Es cierto, hay que reconocerlo. Este comentario no resulta nada profesional y periodístico, o como demonios se quiera subrayar, y que cuando alguien de mi cuño se mete a desentrañar una serie de estos calibres, nunca mejor dicho esto último, habría que cantar sus excelencias televisivas, resaltar el trabajo de guión, celebrar las interpretaciones tan bien conseguidas, porque según la crítica están del carajo, y mencionar hasta la productora, que a ni Dios le interesa, pero, para qué mentirnos, queda de lujo citar.

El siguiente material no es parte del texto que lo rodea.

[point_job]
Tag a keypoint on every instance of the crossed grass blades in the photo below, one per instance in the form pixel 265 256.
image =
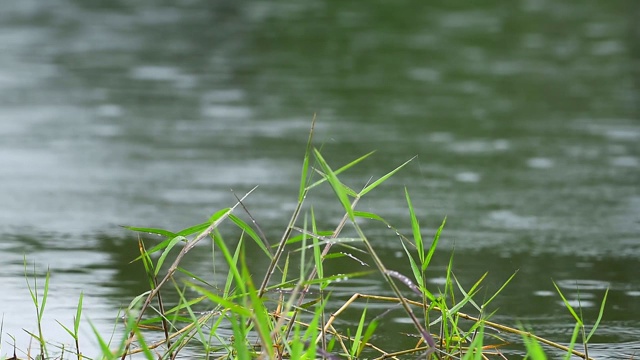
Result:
pixel 241 322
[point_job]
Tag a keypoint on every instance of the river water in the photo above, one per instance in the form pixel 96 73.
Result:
pixel 523 117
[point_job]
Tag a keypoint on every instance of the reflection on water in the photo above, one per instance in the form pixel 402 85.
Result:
pixel 521 114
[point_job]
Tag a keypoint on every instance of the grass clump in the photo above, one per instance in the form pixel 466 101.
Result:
pixel 241 322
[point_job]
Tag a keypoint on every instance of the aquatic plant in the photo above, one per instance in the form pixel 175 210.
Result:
pixel 242 322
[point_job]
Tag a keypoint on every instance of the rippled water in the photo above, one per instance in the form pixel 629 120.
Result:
pixel 524 118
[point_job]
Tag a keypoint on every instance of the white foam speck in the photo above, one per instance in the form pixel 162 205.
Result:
pixel 468 177
pixel 540 163
pixel 625 161
pixel 109 110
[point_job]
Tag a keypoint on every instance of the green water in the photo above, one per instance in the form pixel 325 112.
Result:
pixel 523 115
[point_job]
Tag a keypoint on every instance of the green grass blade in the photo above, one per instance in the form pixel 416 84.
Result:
pixel 336 185
pixel 569 307
pixel 76 321
pixel 475 348
pixel 252 234
pixel 434 245
pixel 305 163
pixel 595 326
pixel 166 251
pixel 534 349
pixel 384 178
pixel 415 226
pixel 501 288
pixel 106 352
pixel 369 215
pixel 574 338
pixel 355 345
pixel 152 231
pixel 342 169
pixel 45 294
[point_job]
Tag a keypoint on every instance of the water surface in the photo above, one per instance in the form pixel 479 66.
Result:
pixel 523 116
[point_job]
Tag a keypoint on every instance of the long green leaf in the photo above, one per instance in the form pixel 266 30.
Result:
pixel 434 245
pixel 595 326
pixel 252 234
pixel 342 169
pixel 336 185
pixel 415 226
pixel 154 231
pixel 569 307
pixel 384 178
pixel 166 251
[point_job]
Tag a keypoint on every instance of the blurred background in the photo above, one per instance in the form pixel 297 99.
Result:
pixel 523 116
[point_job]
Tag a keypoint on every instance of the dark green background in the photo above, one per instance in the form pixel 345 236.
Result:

Te da cierto aire de fulano enterado y eso refuerza el ego. Pero, seamos honestos, lo que a mí me engancha de «Peaky Blinders» es que resulta igual que lanzar hachas contra una diana de paja o descargar las balas de un Colt 45 en el cadáver de una vaca muerta. Algo que te libera y te devuelve una energía que pensabas que habías dejado en tu juventud.
Cuando me enganchaba a una de sus temporadas, me costaba distinguir si lo hacía por seguir la corriente a la peña, tener un tema de conversación en el trabajo, buscar un rato de entretenimiento o, simplemente, por una especie de desahogo personal, como una sesión de saco cuando te encuentras en box. Y la verdad, amigos, resulta cruda. Prevalece esto último. Existe cierta satisfacción, nadie tiene arrestos a negarlo, en comprender que por ahí circulan destinos más equivocados que el que tú has escogido. La desgracia ajena hace feliz. Por eso triunfa el drama. Una de los aciertos de «Peaky Blinders» es que no existe un protagonista por el que desearías cambiarte en ningún momento. Seamos sinceros, no nos dejemos arrastrar por ese lucimiento de trajes impolutos y corte de pelo molones, que ahora imitan todos los adolescentes sin personalidad. Todos y cada uno de los personajes de esta serie son chungos. El prota arrastra síndrome postraumático y está más loco que un indio con una cabellera; uno de sus hermanos es alcohólico cocainómano y está enganchadísimo a las faldas de una católica; el otro es un flipado al que le gustan más las pistolas que a George Patton, la madre es para darle de comer aparte y la novia de Cillian «Blue Eyes» Murphy debe arrastrar alguna clase de trauma personal para encandilarse de un fulano que utiliza la nevera de la carne para congelar cadáveres. Y, sin embargo, nos encantan.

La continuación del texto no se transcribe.